5,000 Cars per Week Yielded a 10% Drop in TSLA Shares

Tesla shares fell 10% following news that the company hit its goal of producing 5,000 Model 3s per week. The stock will be a bumpy ride over the next few years, but we remain optimistic that Tesla represents considerable upside in large-cap tech over the next 2-5 years. Here are some investor concerns that may have driven the stock down.

Concern: Average weekly Model 3 production did not improve from the end of the March quarter. Our perspective: Tesla is getting better at producing Model 3s. While average weekly production was consistent from the end of the March quarter at 2,400 per week, it was an increase from the 633 average weekly production in the March quarter.

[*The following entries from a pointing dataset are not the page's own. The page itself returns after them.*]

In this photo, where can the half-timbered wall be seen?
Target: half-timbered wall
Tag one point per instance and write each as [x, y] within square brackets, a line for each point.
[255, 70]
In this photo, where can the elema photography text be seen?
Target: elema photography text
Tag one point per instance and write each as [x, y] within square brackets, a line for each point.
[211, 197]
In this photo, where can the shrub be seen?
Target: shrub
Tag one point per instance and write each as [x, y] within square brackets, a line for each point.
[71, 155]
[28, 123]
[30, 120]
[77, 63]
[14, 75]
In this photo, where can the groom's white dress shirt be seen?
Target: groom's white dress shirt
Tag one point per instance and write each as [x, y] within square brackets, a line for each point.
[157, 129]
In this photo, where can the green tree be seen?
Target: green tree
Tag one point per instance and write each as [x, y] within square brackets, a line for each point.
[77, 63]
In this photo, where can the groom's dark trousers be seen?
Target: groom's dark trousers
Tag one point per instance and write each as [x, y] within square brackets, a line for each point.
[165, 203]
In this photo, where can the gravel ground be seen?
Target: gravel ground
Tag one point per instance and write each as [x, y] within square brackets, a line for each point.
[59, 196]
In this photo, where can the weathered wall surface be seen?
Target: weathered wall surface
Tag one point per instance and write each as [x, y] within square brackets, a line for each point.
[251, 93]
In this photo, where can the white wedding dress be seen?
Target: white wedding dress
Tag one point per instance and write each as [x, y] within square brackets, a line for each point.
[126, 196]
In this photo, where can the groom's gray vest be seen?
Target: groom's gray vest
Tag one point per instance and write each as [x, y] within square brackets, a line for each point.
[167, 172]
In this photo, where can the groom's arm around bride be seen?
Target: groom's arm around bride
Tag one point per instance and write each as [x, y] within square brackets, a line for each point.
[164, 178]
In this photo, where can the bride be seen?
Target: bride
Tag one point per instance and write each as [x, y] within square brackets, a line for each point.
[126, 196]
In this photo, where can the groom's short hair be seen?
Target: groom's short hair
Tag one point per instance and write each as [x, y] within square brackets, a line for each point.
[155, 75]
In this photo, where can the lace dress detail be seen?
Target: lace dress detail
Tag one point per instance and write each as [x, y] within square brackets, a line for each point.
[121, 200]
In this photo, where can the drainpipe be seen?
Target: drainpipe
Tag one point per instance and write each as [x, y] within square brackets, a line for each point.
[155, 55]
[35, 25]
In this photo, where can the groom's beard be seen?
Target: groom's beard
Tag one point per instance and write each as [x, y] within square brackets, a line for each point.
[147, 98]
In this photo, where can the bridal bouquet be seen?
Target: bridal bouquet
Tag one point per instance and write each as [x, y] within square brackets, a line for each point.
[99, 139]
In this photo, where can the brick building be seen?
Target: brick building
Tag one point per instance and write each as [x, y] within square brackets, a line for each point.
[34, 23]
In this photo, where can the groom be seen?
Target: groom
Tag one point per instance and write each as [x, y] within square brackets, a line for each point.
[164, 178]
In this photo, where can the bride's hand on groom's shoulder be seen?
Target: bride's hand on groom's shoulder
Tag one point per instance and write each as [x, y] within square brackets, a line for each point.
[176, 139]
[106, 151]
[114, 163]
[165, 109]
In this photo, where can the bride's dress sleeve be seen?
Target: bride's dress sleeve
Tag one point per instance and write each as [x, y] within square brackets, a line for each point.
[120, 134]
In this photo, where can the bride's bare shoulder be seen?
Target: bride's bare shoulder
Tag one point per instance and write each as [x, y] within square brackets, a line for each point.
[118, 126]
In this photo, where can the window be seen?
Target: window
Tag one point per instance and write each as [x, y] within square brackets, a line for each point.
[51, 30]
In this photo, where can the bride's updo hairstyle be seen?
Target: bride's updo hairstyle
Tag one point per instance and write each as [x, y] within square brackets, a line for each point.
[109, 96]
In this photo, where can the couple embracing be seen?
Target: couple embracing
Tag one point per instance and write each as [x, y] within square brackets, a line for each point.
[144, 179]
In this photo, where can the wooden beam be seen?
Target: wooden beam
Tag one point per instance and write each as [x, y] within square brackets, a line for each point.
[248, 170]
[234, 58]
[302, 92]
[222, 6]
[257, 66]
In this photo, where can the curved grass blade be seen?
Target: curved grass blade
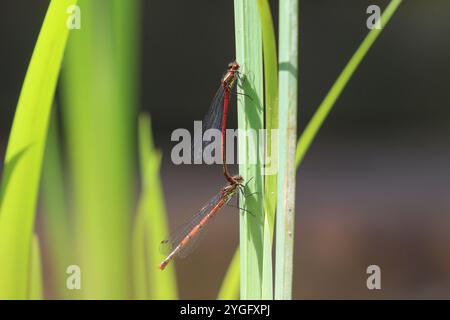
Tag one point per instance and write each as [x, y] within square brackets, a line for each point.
[250, 121]
[271, 162]
[328, 102]
[20, 182]
[287, 140]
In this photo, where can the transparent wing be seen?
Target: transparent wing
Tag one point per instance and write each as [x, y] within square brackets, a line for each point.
[181, 232]
[212, 120]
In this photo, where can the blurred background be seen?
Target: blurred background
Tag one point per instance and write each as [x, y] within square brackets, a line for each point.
[373, 189]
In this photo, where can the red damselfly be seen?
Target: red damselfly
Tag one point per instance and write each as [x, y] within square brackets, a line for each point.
[216, 118]
[180, 243]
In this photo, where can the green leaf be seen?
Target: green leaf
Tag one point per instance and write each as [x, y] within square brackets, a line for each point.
[271, 165]
[99, 113]
[286, 148]
[57, 234]
[250, 120]
[35, 291]
[25, 150]
[151, 224]
[327, 104]
[230, 285]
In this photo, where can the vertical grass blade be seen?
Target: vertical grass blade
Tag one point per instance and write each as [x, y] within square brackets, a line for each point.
[230, 285]
[152, 215]
[288, 75]
[250, 121]
[327, 104]
[271, 114]
[99, 114]
[35, 291]
[24, 154]
[57, 234]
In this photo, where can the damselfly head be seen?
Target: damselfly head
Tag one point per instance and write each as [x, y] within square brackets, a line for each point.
[233, 66]
[238, 179]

Concern: Model 3 has quality issues. Our perspective: While the company stopped a standard brake and alignment test, it did so because the test was redundant. There were no brake problems reported beyond the Consumer Report test which Tesla fixed with a software update.

Concern: The company will be profitable in Sep-18, but it won’t be sustainable. Our perspective: We agree in the short term. Tesla is still 3-4 quarters away from sustained profitability given that a favorable ASP mix on Model 3 will inch the company into profits in the Sep-18 and Dec-18 quarters. The key is that demand remains high for Model 3 and production is improving. As that scales in 2019, the company should have more sustained profits. One note: the company will dip back into a temporary loss when it ramps production of Model Y (SUV) in 2020.

The Elon Musk factor. While we feel better about the progress Tesla is making, we are more concerned about Elon Musk’s investor and media relations. The latest episode involved Musk taking to Twitter to criticize a reporter for a story related to Model 3 brake certification. Perhaps there is a new leadership approach that is more combative (e.g. Donald Trump, and to a lesser extent, Elon Musk), but we prefer a more stoic approach. More to come.

Disclaimer: We actively write about the themes in which we invest: virtual reality, augmented reality, artificial intelligence, and robotics. From time to time, we will write about companies that are in our portfolio. Content on this site including opinions on specific themes in technology, market estimates, and estimates and commentary regarding publicly traded or private companies is not intended for use in making investment decisions. We hold no obligation to update any of our projections. We express no warranties about any estimates or opinions we make.